Mother: No, say ‘nobody likes me’.
Child: Nobody don’t like me.
(Eight repetitions of this exchange)
Mother: No, now listen carefully; say ‘nobody likes me’.
Child: Oh! Nobody don’t likes me.
(McNeill, 1966)
The behaviourist approach to language learning grew out of the belief that students could learn a second language by being taught to produce the correct “response” to the appropriate “stimulus”. The student would then receive either instant positive or instant negative “reinforcement” in the shape of either correction or praise from the teacher.
The resulting methodology, audio-lingualism, was a very heavily teacher-centred approach consisting of a lot of “mimicry and memorization”. The linguist Leonard Bloomfield claimed that “language learning is over-learning” and this, in effect, was what audio-lingualism was based on.
The proponents of the audio-lingualism believed that language learning was a process of habit formation in which the student over-learned carefully sequenced lists of set phrases or “base sentences”. The method was extremely successful and enjoyed considerable popularity.
Good L2 (second language) speaking habits would be reinforced in students and simplistic, predictable, repetitive drills would try and ensure the absence of error.
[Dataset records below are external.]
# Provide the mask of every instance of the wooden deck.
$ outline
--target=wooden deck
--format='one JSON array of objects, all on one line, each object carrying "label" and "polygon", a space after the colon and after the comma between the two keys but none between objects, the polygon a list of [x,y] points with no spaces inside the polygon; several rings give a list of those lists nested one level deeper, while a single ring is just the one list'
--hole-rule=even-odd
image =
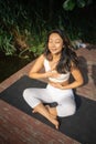
[{"label": "wooden deck", "polygon": [[[96,49],[77,50],[85,84],[77,94],[96,101]],[[0,92],[30,71],[32,64],[11,75],[0,84]],[[45,81],[45,80],[42,80]],[[75,140],[51,128],[42,122],[0,100],[0,144],[79,144]]]}]

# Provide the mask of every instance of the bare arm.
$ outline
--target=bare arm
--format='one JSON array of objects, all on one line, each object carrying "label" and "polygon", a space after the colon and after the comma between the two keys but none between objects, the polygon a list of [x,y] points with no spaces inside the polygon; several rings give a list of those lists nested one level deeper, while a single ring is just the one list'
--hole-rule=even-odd
[{"label": "bare arm", "polygon": [[42,54],[35,61],[34,65],[32,66],[30,73],[29,73],[29,76],[33,78],[33,79],[45,78],[45,73],[40,73],[40,71],[43,69],[43,63],[44,63],[44,56]]},{"label": "bare arm", "polygon": [[75,89],[84,83],[83,75],[78,69],[73,69],[72,75],[74,78],[74,82],[67,84],[66,86],[64,86],[64,89]]},{"label": "bare arm", "polygon": [[81,71],[77,68],[72,70],[72,75],[74,78],[74,81],[72,83],[68,83],[66,85],[63,85],[61,83],[53,83],[52,85],[55,86],[55,88],[65,90],[65,89],[78,88],[78,86],[81,86],[84,83],[82,73],[81,73]]}]

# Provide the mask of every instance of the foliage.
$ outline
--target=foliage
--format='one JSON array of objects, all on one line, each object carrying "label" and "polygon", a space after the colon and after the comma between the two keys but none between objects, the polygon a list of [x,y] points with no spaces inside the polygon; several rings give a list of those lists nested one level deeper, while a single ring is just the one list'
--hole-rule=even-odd
[{"label": "foliage", "polygon": [[[79,8],[92,2],[93,0],[0,0],[0,51],[6,55],[29,58],[26,53],[32,52],[38,56],[44,49],[47,31],[55,28],[65,30],[71,40],[84,37],[90,40],[96,30],[96,21],[87,18],[87,14],[81,14]],[[90,29],[90,35],[86,28]]]}]

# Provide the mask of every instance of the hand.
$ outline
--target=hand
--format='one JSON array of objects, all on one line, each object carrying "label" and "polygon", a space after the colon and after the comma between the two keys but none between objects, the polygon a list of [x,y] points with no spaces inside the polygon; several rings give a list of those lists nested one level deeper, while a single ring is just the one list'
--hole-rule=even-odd
[{"label": "hand", "polygon": [[57,71],[49,71],[49,72],[46,72],[46,75],[47,75],[47,78],[57,78],[57,76],[60,76],[60,73],[57,73]]}]

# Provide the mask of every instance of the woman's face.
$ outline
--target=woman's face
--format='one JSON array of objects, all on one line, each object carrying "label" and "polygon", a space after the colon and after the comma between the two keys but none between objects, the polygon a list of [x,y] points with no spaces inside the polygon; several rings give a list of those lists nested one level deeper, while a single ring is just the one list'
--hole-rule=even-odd
[{"label": "woman's face", "polygon": [[52,54],[58,54],[63,49],[63,39],[57,33],[52,33],[47,47]]}]

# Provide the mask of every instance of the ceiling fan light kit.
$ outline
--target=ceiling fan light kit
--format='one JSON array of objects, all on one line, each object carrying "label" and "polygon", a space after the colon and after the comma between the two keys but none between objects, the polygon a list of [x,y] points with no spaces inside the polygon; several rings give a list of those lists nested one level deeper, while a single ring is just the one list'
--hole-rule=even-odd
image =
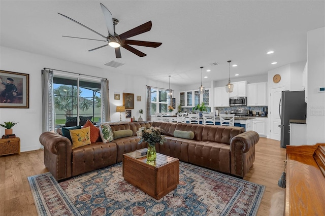
[{"label": "ceiling fan light kit", "polygon": [[228,64],[229,64],[229,79],[228,80],[228,84],[225,85],[225,91],[226,92],[231,93],[234,90],[234,84],[230,83],[230,62],[232,61],[228,61]]},{"label": "ceiling fan light kit", "polygon": [[201,86],[199,88],[199,93],[200,93],[200,94],[202,94],[205,90],[205,88],[202,85],[202,69],[203,69],[203,67],[200,67],[200,68],[201,68]]},{"label": "ceiling fan light kit", "polygon": [[[86,26],[85,25],[80,23],[79,22],[66,16],[63,14],[58,13],[59,15],[70,19],[70,20],[75,22],[75,23],[79,24],[82,26],[87,28],[88,30],[96,33],[97,34],[101,36],[105,39],[107,44],[104,46],[101,46],[99,47],[88,50],[88,51],[92,51],[98,49],[102,48],[107,46],[109,46],[113,47],[115,50],[115,56],[116,58],[119,58],[122,57],[121,55],[121,51],[120,47],[122,47],[123,48],[128,50],[129,51],[134,53],[139,57],[143,57],[147,55],[145,53],[141,52],[137,49],[131,47],[129,45],[141,46],[143,47],[156,48],[160,46],[162,43],[158,42],[152,42],[149,41],[135,41],[132,40],[127,40],[129,38],[133,37],[134,36],[137,35],[138,34],[142,34],[142,33],[149,31],[151,29],[152,24],[151,21],[147,22],[145,23],[140,25],[135,28],[134,28],[127,31],[126,31],[121,34],[118,34],[115,32],[115,26],[118,23],[118,20],[116,19],[113,18],[112,15],[112,13],[110,11],[105,7],[104,5],[101,3],[101,7],[102,8],[102,11],[104,14],[104,16],[105,19],[105,23],[106,23],[106,26],[107,27],[107,30],[108,31],[108,36],[105,37],[104,35]],[[91,39],[88,38],[73,37],[70,36],[63,36],[68,38],[73,38],[80,39],[86,39],[86,40],[92,40],[95,41],[101,41],[96,39]]]}]

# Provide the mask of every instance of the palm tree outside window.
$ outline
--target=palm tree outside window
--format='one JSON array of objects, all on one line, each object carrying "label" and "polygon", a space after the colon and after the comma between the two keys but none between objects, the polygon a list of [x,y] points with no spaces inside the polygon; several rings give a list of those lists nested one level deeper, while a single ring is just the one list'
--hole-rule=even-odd
[{"label": "palm tree outside window", "polygon": [[[87,119],[100,121],[101,85],[100,81],[54,76],[56,127],[84,124]],[[68,121],[72,123],[68,125]]]}]

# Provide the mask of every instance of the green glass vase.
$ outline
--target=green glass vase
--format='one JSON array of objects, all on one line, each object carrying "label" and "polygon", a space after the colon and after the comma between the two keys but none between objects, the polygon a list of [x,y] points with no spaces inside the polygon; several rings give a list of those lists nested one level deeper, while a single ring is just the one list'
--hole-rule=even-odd
[{"label": "green glass vase", "polygon": [[148,152],[147,152],[147,161],[155,161],[156,159],[157,159],[156,147],[154,145],[149,145],[148,146]]}]

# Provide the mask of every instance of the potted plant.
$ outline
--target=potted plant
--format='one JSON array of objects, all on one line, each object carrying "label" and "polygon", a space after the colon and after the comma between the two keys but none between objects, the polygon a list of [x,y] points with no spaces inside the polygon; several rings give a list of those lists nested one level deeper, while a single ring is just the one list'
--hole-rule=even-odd
[{"label": "potted plant", "polygon": [[201,104],[199,103],[194,106],[192,109],[192,111],[196,111],[198,110],[200,111],[200,116],[202,116],[202,112],[208,111],[208,110],[207,110],[207,107],[205,106],[203,102],[202,102],[202,103]]},{"label": "potted plant", "polygon": [[2,124],[0,124],[0,126],[6,128],[5,129],[5,134],[12,134],[12,129],[11,128],[14,126],[15,126],[18,122],[4,122],[5,123],[4,125]]}]

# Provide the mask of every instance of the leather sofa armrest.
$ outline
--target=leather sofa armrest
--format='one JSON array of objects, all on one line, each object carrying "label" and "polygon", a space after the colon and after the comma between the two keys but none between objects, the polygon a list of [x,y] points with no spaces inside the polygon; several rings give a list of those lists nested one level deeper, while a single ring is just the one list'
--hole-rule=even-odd
[{"label": "leather sofa armrest", "polygon": [[40,136],[44,147],[44,164],[56,180],[72,176],[72,145],[68,138],[52,131]]},{"label": "leather sofa armrest", "polygon": [[231,174],[243,177],[255,161],[255,145],[258,134],[250,130],[234,136],[230,141]]}]

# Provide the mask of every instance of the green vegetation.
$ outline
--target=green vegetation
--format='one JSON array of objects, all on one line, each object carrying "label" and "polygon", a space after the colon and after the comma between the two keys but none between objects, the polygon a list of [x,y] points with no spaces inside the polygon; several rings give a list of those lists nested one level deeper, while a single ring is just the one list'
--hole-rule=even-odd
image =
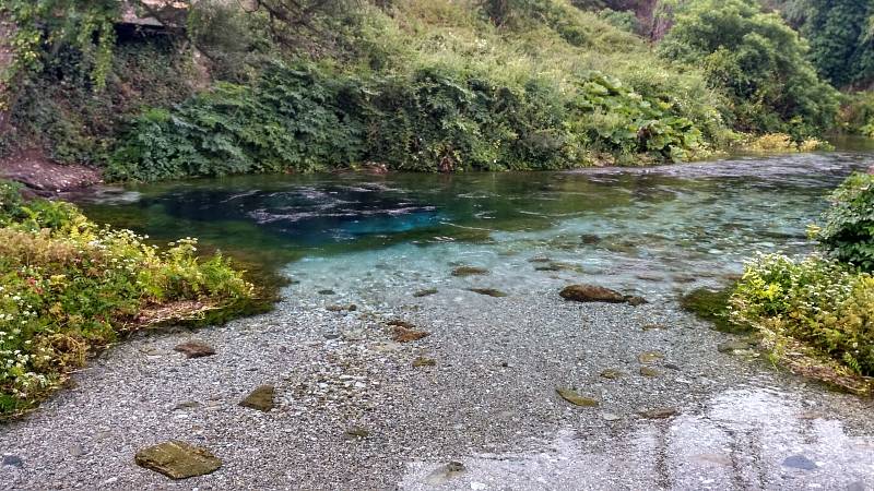
[{"label": "green vegetation", "polygon": [[724,333],[744,331],[729,319],[728,304],[732,291],[732,288],[722,290],[697,288],[681,297],[680,306],[699,319],[713,323],[717,331]]},{"label": "green vegetation", "polygon": [[874,81],[874,5],[859,0],[790,0],[790,23],[811,46],[810,59],[837,87],[866,87]]},{"label": "green vegetation", "polygon": [[850,176],[831,195],[824,252],[794,260],[763,255],[746,266],[729,301],[731,321],[749,325],[790,367],[853,392],[874,375],[874,177]]},{"label": "green vegetation", "polygon": [[0,182],[0,418],[35,405],[123,333],[241,312],[256,291],[196,240],[160,250]]},{"label": "green vegetation", "polygon": [[816,238],[836,260],[874,271],[874,176],[850,176],[830,200]]},{"label": "green vegetation", "polygon": [[[764,255],[746,266],[732,321],[755,327],[778,359],[853,391],[874,374],[874,277],[834,260]],[[824,370],[828,368],[830,370]]]},{"label": "green vegetation", "polygon": [[739,131],[801,141],[834,125],[837,92],[818,79],[798,33],[753,0],[684,3],[659,51],[704,67],[708,83],[725,92],[723,116]]},{"label": "green vegetation", "polygon": [[184,23],[132,2],[186,27],[161,36],[108,28],[119,2],[31,3],[1,8],[19,89],[0,146],[119,180],[681,161],[736,132],[804,151],[838,109],[818,58],[753,0],[660,2],[674,25],[656,50],[634,1],[202,1]]}]

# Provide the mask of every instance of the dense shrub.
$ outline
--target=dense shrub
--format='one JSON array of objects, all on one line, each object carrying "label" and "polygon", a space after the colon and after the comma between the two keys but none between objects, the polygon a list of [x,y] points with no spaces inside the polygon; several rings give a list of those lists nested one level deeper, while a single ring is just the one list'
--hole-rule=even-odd
[{"label": "dense shrub", "polygon": [[817,239],[838,261],[874,271],[874,176],[853,173],[830,201]]},{"label": "dense shrub", "polygon": [[874,137],[874,92],[845,95],[839,122],[846,133]]},{"label": "dense shrub", "polygon": [[732,320],[777,344],[794,339],[861,375],[874,375],[874,277],[834,260],[763,255],[746,265]]},{"label": "dense shrub", "polygon": [[874,4],[859,0],[789,0],[783,12],[811,45],[819,74],[838,87],[874,81]]},{"label": "dense shrub", "polygon": [[97,227],[70,204],[24,203],[3,182],[0,226],[0,418],[121,332],[240,308],[253,296],[221,255],[200,260],[193,239],[162,251],[129,230]]},{"label": "dense shrub", "polygon": [[659,51],[704,67],[728,94],[725,117],[737,130],[800,141],[835,124],[837,92],[818,79],[799,35],[754,0],[682,4]]}]

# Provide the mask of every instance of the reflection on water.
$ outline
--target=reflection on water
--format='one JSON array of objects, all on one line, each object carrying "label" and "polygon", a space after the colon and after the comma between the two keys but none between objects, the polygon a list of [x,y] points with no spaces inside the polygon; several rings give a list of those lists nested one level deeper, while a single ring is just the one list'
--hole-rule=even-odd
[{"label": "reflection on water", "polygon": [[541,258],[570,265],[556,274],[664,290],[736,273],[755,251],[807,250],[823,196],[866,165],[864,154],[805,154],[580,172],[257,176],[141,187],[83,206],[99,221],[161,240],[197,236],[275,265],[330,258],[364,276],[378,262],[412,261],[428,276],[481,261],[535,280],[528,261]]},{"label": "reflection on water", "polygon": [[[401,489],[850,489],[874,484],[874,438],[853,436],[799,395],[747,386],[665,421],[565,429],[534,450],[406,465]],[[600,441],[597,438],[609,439]],[[437,484],[437,486],[435,486]]]}]

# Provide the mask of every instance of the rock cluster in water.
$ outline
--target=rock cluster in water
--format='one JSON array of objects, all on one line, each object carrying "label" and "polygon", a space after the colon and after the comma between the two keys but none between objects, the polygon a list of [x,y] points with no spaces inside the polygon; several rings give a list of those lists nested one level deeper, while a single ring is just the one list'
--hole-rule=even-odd
[{"label": "rock cluster in water", "polygon": [[642,297],[623,295],[598,285],[570,285],[565,287],[558,295],[565,300],[575,302],[628,303],[629,306],[647,303],[647,300]]}]

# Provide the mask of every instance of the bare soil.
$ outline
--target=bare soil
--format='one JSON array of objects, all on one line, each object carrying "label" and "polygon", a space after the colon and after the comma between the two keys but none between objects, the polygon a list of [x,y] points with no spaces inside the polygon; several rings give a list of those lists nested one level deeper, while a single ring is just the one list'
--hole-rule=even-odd
[{"label": "bare soil", "polygon": [[98,169],[75,164],[57,164],[38,151],[0,157],[0,178],[21,182],[43,195],[103,182]]}]

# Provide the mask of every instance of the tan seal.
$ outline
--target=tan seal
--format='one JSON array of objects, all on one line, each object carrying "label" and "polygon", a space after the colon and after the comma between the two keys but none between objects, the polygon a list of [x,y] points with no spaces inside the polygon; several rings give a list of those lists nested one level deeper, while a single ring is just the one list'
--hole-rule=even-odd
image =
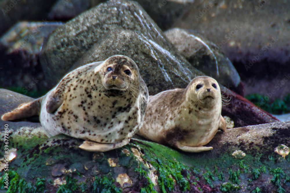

Mistakes were not to be tolerated in audio-lingualism. They only proved the “good” habits hadn’t yet been learnt. The mother/child exchange above shows an attempt by the mother to correct a young L1 (first language/mother tongue) learner without success.
The teaching theories that followed after audio-lingualism (which was especially dominant in the 1940s and 1950s) put higher priority on what the learner was sub-consciously “doing” with the language. These theories suggested that, far from trying to stamp out error and getting children to “mimic” as in this example, the parents would be better off allowing the errors and accepting that the children’s “inter language” is not yet ready for the target structures. The “inter language” is the current system or blueprint of language that exists in the learner’s head, constantly updated and altered as the learner acquires the target language.
In the extract above, the child’s inter-language seems to contain the rule “use of auxiliary verb to form negative” but still lacking that which precludes double negatives. The adult’s “audio lingual” attempts at error correction are clearly in vain.